Re: Cluster size of large disks

Gerry Downey · ‎08-17-2005

Hello everyone,
I am installing a 36GB disk in an Alpha 800 running VMS 7.1. The minimum cluster size that I can set on the disk is 69, however I need a maximum cluster size of 51 due to application restrictions.

Is there any way I can set a lower cluster size? Can the disk be "partitioned" to allow it?

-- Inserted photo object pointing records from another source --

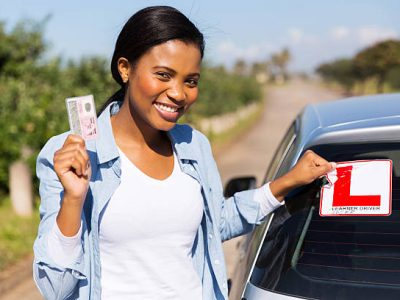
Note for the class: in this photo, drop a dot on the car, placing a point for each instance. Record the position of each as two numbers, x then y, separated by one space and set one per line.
298 254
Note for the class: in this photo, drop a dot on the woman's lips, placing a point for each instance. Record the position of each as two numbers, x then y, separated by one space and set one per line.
168 112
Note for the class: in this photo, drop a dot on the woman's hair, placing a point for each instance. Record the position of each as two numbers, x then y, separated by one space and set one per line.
147 28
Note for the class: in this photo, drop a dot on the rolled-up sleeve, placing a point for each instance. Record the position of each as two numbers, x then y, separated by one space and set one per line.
55 281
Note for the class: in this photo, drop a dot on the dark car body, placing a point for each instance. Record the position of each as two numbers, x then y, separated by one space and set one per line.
296 253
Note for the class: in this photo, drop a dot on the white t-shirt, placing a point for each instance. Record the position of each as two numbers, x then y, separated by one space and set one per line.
146 236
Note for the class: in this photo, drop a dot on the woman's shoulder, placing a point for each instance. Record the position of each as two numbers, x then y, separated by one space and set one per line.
184 133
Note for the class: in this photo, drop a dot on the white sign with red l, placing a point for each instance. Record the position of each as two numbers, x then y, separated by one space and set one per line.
358 188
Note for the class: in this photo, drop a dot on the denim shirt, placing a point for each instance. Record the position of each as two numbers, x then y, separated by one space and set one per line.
222 219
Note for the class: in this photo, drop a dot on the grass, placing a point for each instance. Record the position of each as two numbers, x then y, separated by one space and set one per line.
220 141
17 234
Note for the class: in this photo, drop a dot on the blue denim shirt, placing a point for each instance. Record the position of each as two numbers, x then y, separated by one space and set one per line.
222 219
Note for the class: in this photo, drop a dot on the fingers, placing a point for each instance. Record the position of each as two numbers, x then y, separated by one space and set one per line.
74 139
315 165
72 155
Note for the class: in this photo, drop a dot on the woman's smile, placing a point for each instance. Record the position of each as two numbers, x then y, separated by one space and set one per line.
168 112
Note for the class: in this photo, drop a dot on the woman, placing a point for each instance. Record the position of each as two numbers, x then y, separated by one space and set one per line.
139 213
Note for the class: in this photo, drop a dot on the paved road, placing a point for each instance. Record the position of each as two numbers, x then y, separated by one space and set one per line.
253 152
250 155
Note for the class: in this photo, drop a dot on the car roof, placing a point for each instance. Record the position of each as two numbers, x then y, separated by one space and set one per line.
357 119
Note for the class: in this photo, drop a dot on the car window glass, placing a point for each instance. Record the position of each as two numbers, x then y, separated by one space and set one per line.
283 148
306 255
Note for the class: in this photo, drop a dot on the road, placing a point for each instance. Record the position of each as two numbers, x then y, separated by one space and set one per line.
249 156
253 153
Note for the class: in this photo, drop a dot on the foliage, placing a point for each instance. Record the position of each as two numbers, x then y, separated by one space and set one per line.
222 92
279 62
16 235
33 90
378 61
341 71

Or if I upgraded VMS will this allow me to set a lower cluster size?

Thanks,
Gerry

Ian Miller. · ‎08-17-2005

what application restriction prevents the large cluster size?

The changing allowing smaller cluster sizes was in VMS V7.2 along with lots of other good stuff so upgrade if you can to V7.3-2 or V8.2

You could use the LD driver to create smaller disks from container files on the 36Gb disk.

____________________
Purely Personal Opinion

Aaron Lewis_1 · ‎08-17-2005

Gerry, I don't remeber exactly when these 'INIT' switches bacame available, but there is:

/limit -- defaults to cluster size of 8 &
allows you to dynamically expand
the size

/cluster -- allows you to specify a smaller
cluster size

/structure=5 -- specifies and ODS5 disk,
instead of ODS2. provides
for upper & lower case file
names, support for long
file names and a few other
nifty tricks. Default
cluster size is 3

All of these are in VMS 7.3-2, so an upgrade of VMS will get you what you need if 7.1 doesn't support them.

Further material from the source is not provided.